As the events in Ferguson and Baltimore--and now Charleston--have unfolded over the past two summers, one recollection keeps returning to me. Ironically, it was in Baltimore that the great African-American writer and orator Frederick Douglass (1818-1895) finally encountered a measure of kindness from white people. In the midst of all the vicious cruelties Douglass recounts in his autobiography, Narrative of the Life of Frederick Douglass, he notes with gratitude that it was in Baltimore that he first learned to read and write. Initially, his mistress there, Sophia Auld, taught him the rudiments of the alphabet and simple words, but her kind intentions were halted by her husband, who understood that the ability to read and write would empower a slave far more than any weapon. Gradually, Mrs. Auld became as callous and cruel as other slave owners. Douglass says of her, "Slavery proved as injurious to her as it did to me." Her soul was destroyed in the process of being a slave owner.

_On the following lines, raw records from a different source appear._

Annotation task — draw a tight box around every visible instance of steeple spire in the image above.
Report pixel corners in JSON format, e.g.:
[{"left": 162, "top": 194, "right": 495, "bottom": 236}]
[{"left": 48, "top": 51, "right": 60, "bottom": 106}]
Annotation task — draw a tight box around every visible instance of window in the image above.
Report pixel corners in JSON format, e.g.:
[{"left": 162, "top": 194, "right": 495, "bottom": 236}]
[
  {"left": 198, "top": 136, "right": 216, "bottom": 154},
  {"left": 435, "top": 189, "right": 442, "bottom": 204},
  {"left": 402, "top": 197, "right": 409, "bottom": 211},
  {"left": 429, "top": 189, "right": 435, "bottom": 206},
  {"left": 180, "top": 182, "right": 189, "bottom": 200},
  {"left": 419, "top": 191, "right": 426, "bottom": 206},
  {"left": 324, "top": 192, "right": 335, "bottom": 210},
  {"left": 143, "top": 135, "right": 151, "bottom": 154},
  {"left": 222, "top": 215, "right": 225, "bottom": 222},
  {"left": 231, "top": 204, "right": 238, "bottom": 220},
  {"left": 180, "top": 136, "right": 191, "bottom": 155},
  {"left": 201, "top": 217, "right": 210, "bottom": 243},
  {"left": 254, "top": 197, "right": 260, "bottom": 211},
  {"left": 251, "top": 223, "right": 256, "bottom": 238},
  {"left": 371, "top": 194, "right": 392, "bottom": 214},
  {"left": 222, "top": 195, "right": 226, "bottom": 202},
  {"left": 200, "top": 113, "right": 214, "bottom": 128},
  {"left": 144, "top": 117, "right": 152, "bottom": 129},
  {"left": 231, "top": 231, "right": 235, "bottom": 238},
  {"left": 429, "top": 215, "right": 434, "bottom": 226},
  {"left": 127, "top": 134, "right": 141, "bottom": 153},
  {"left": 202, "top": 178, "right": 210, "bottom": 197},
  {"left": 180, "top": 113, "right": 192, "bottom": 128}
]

Providentially, Douglass was able to secure other sources of learning. The local white children, many of whom were poor and deprived themselves, were happy to share with Douglass the limited knowledge which they had accrued. In Baltimore, Douglass had been given more food to eat than when he subsisted on meager rations on the plantation. He writes that bread was plentiful in the Auld household in the city, and Douglass gratefully shared bread with the white children who helped him learn to read.
How sad that nearly 200 years ago there was at least a brief moment of kindness and cooperation between the two races, yet today strife has lingered. If it happened once; surely it can happen again...and again.